Mongabay.co.id

Hukuman Cambuk Menanti Pejabat Aceh, yang Membiarkan Satwa Liar Dilindungi Terancam

 

 

Dewan Perwakilan Rakyat [DPR] Aceh sedang menyusun peraturan daerah atau Qanun Perlindungan Satwa Liar. Dalam rancangan itu disebutkan, pejabat Pemerintah Aceh yang membiarkan terancamnya kehidupan satwa liar dilindungi di hutan, akan dihukum 100 kali cambuk atau denda 1.000 gram emas murni.

Rancangan qanun yang disusun Komisi II DPR Aceh itu, merupakan bentuk kekhawatiran maraknya kematian satwa liar akibat perburuan. Juga, seringnya konflik satwa liar dengan manusia terjadi, terutama gajah, di Aceh.

Ketua Komisi II DPR Aceh, Nurzahri, saat menggelar Rapat Dengar Pendapat Umum [RDPU] Rancangan Qanun Satwa itu mengatakan, qanun nantinya mengatur perlindungan satwa liar. Tujuannya, meningkatkan pemahaman masyarakat akan pentingnya kelestarian.

“Qanun akan mengatur kewajiban Pemerintah Aceh, Pemerintah Kabupaten/Kota dan masyarakat dalam hal melindungi satwa liar.
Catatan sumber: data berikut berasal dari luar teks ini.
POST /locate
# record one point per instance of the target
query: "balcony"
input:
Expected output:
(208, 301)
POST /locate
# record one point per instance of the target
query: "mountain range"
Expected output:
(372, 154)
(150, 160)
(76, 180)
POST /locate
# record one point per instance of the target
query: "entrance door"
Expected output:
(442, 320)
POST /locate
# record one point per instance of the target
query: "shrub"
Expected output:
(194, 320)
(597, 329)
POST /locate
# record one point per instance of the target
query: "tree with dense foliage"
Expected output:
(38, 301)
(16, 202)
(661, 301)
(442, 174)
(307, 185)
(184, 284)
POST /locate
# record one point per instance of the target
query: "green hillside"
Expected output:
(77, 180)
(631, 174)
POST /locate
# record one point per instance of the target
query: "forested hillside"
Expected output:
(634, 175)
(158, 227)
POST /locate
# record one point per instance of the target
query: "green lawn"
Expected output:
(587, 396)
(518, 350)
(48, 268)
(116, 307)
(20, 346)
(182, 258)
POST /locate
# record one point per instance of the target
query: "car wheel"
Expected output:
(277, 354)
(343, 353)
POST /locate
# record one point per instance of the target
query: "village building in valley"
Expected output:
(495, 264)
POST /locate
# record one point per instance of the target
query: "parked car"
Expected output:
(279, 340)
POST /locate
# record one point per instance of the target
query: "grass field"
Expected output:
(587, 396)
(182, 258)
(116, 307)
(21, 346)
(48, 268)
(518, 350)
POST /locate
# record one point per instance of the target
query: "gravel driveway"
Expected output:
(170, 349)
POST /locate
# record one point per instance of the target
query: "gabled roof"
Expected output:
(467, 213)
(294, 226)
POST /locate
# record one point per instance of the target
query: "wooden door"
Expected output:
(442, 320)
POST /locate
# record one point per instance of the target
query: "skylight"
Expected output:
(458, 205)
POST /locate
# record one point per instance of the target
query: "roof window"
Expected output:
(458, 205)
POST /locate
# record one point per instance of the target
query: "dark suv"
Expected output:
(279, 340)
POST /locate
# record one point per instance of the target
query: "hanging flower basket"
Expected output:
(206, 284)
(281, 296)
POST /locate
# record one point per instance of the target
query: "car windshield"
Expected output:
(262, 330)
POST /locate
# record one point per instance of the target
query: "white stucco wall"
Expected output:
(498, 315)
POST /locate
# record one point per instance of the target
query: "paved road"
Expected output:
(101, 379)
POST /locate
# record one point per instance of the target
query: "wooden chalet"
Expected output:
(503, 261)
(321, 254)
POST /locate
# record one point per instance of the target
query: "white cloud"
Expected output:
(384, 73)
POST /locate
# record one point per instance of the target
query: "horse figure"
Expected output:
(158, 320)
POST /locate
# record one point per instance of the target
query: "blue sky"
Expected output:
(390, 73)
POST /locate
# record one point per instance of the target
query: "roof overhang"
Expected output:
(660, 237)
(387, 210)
Adanya Qanun, memberikan solusi kehidupan satwa liar dilindungi atau terancam punah sekaligus mengatasi konflik yang ada,” terangnya, Jumat [30/8/2019].

Nurzahri berharap, selain tidak dipersepsi sebagai hama oleh masyarakat, satwa liar juga harus dipahami sebagai harta berharga Provinsi Aceh. Menurut dia, masyarakat di negara lain yang memiliki satwa langka, telah bisa meningkatkan kehidupannya dengan mengelola wisata, khususnya wisata hutan.

“Kita berharap, hal tersebut bisa diterapkan di Aceh. Paling penting, satwa-satwa tersebut tidak dibunuh dan hutan sebagai habitatnya dipertahankan,” jelasnya.

Baca: Manusia Memang Kejam Pada Gajah Sumatera

 

Gajah sumatera ini mati akibat tersengat listrik arus tinggi di Desa Seumanah Jaya, Kecamatan Ranto Peureulak, Kabupaten Aceh Timur, Aceh, 14 Oktober 2017 lalu. Foto: Junaidi Hanafiah/Mongabay Indonesia

 

Upaya perlindungan

Nurzahri menambahkan, rancangan Qanun Satwa Liar tidak dibuat DPR Aceh sendiri, tapi dibantu lembaga swadaya masyarakat dan masukan pendapat ahli. “Dalam Qanun dipertegas, satwa liar dari Aceh tidak boleh dibawa keluar.”

Satwa liar yang dimaksud, bukan hanya yang dilindungi secara nasional. Tapi juga, satwa prioritas yang ditetapkan dengan Keputusan Gubernur Aceh.

Qanun itu juga mengatur, semua aktivitas pemanfaatan dan pengendalian ruang sebagai objek atau tempat melaksanakan kegiatan/program, wajib menyesuaikan dengan rencana strategis konservasi dan rencana aksi perlindungan satwa liar. Juga, berkoordinasi dengan Satuan Kerja Perangkat Aceh yang mengurus kehutanan, sub-bidang konservasi dan perlindungan satwa liar.

Dalam rancangan qanun juga disebutkan, Pemeritah Aceh diminta mempertahankan habitat permanen satwa liar, serta memulihkan spesies kunci. Penetapan zona perlindungan intensif dapat diberlakukan untuk mewujudkan hal tersebut.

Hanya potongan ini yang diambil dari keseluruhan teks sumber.